Ледяной Эдем - Алекс Норман
Дом внушал опасения, над жилой половиной крыша стояла, а на хозяйственной лежала, раскинув гнилые крылья. Вросший в землю сруб стоял под наклоном, крыльцо развалено, одна створка входных дверей отворена, другая и вовсе разрушена, оконные рамы на месте, в некоторых в свете фонарика блеснули стекла. Кирилл с опаской зашел внутрь, доски угрожающе хрустели, трещали под ногами, опасно гнулись, но вес тела все-таки выдержали, он смог добраться до печи. В так называемом бабьем кутке перед печью и полы целые, и в окне отсутствовало стекло только в одной створке – в другой, во фрамугах и форточках все целое. В горнице с полами туго, доски сорваны, бревна-лаги обнажены, завалены хламом.
А печь вполне себе, штукатурка местами обвалена, один угол обрушен, выбито несколько кирпичей, но устье целое, заслонка валяется на полу. И дымоход не развален, хотя и опасно наклонен, как бы кирпичи не посыпались. Дров не видно, но, возможно, в клети что-то есть. На обратном пути под ногой развалилась доска, больно царапнул обломок, но Кирилл все же добрался до выхода.
– Новоселье заказывали? – спросил он, взяв Ольгу за руку.
Он помог ей подняться, взял рюкзаки, она кое-как доковыляла до печи. Из мебели в доме только табуретка без одной ножки. Кирилл помог Ольге сесть, заменив отсутствующую ножку кирпичами.
– Старайся резко не двигаться, – сказал он.
– Я, по-твоему, совсем больная?
Она резко поднялась, сложенные стопкой кирпичи посыпались. Но Кирилла испугало другое: сруб дрогнул, скрипнул, похоже, дом еще больше накренился. Уходить отсюда надо, но куда?

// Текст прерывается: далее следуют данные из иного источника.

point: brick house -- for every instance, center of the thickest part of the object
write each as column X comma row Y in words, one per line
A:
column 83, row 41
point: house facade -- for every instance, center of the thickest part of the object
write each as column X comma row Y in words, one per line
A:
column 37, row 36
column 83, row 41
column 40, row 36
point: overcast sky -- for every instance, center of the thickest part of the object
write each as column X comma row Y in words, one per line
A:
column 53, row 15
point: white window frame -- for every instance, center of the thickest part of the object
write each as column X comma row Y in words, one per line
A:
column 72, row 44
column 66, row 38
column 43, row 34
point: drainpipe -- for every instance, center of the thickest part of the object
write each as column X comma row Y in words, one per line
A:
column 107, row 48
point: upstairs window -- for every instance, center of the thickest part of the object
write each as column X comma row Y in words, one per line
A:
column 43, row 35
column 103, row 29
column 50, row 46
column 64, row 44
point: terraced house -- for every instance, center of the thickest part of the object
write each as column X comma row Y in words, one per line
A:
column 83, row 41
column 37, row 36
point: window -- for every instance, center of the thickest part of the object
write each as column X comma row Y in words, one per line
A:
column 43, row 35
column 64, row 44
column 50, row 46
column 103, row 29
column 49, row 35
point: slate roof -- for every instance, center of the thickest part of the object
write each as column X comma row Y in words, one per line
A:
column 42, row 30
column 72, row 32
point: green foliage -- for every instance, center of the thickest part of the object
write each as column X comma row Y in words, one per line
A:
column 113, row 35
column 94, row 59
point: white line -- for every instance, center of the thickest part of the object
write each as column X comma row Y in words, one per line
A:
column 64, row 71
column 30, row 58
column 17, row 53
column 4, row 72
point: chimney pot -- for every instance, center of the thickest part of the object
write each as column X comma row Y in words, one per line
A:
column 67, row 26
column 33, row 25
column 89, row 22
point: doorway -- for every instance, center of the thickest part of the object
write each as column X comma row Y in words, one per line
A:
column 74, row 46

– Окно чем-то заделать нужно.
– И от горницы отгородиться, – кивнул он.
– Что-нибудь придумаем.
– Главное, без резких движений, а то завалит на хрен кирпичами! – Он глянул на трубу дымохода, которая могла обрушиться под боковым давлением потолка.

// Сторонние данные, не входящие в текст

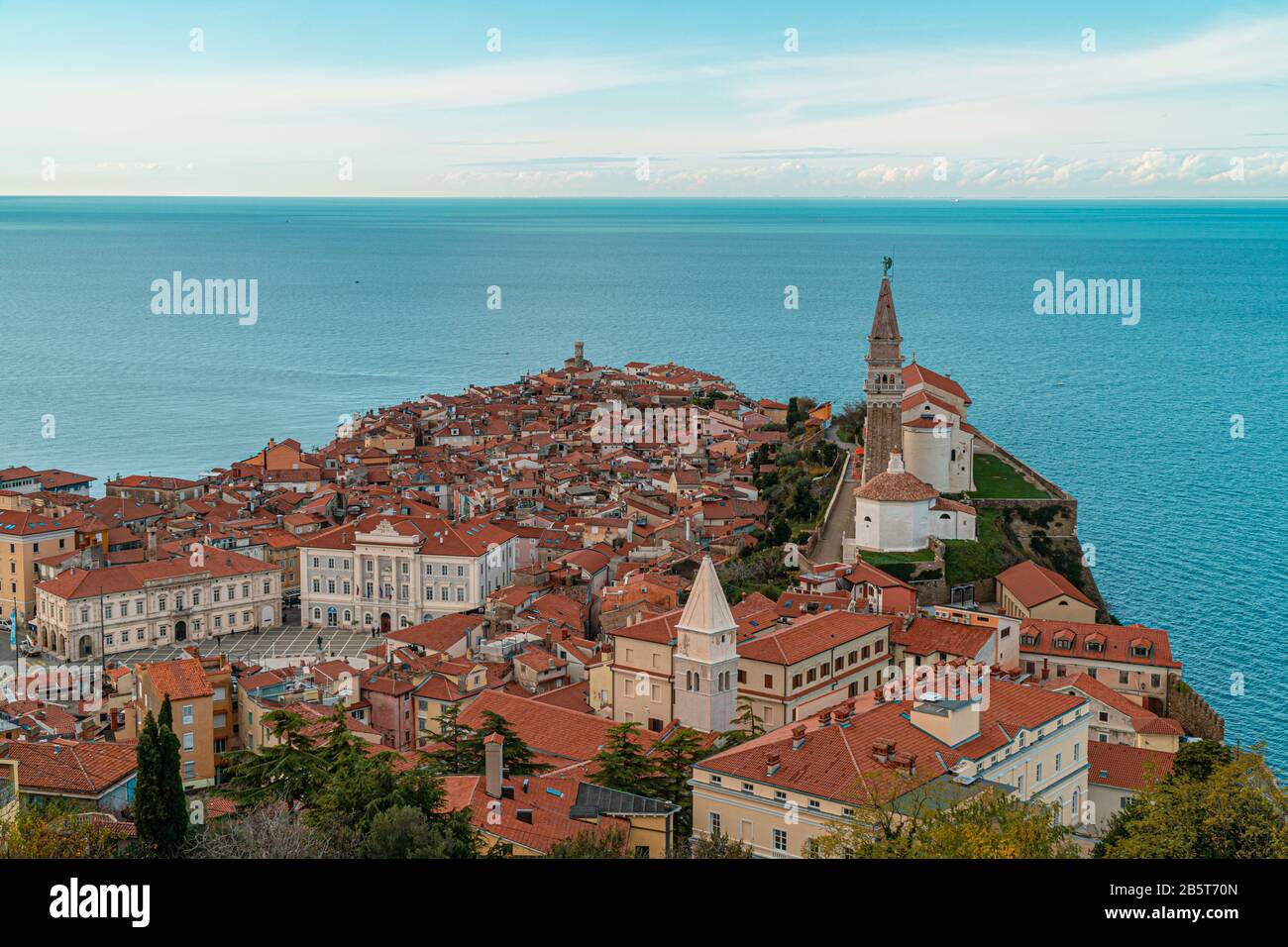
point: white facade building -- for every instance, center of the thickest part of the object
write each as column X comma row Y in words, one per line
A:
column 387, row 573
column 897, row 512
column 193, row 598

– Завали меня лучше дровами! – кивком показав на печь, попросила Ольга.
В доме холодно, снег на полу там, где выбиты стекла, сквозняки гуляют, но все-таки здесь не в пример лучше, чем в открытом поле. А скоро станет еще лучше, если, конечно, дом не развалится.
В клети Кирилл зайти не смог, за дверью в сенях полный завал, бревна, балки, пол полностью обвалился. Пришлось выходить из дома, это стоило целой ступеньки на лестнице от порога – доска не просто сломалась, она рассыпалась в труху. И все же Кирилл вышел во двор, обогнул дом.

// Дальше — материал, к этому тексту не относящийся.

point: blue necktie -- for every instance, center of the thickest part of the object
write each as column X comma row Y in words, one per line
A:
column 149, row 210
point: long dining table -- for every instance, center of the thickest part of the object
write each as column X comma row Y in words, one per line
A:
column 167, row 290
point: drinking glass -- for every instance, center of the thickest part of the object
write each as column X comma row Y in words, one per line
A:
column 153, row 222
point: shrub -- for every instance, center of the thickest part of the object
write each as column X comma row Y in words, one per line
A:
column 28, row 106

От ворот в подклети остались только развалины, но Кирилл заметил колоду с ржавым в ней топором – без рукояти, из проушины торчал только трухлявый обломок. А возле колоды внавал валялись дрова. Под снегом, сырые, подмороженные, но дрова, причем березовые.
Поленья Кирилл забрасывал через окно, чтобы лишний раз не заходить в дом. Набросал, справил нужду прямо на снег, кое-как пробрался в дом, на этот раз ничего не разрушив. И началась борьба за огонь. Сырые дрова для растопки никак не годились, но в доме полно сухих досок, а у него топор, там сломал, там расколол. Даже кусок фанеры среди хлама нашел, окно в бабьем кутке заделал.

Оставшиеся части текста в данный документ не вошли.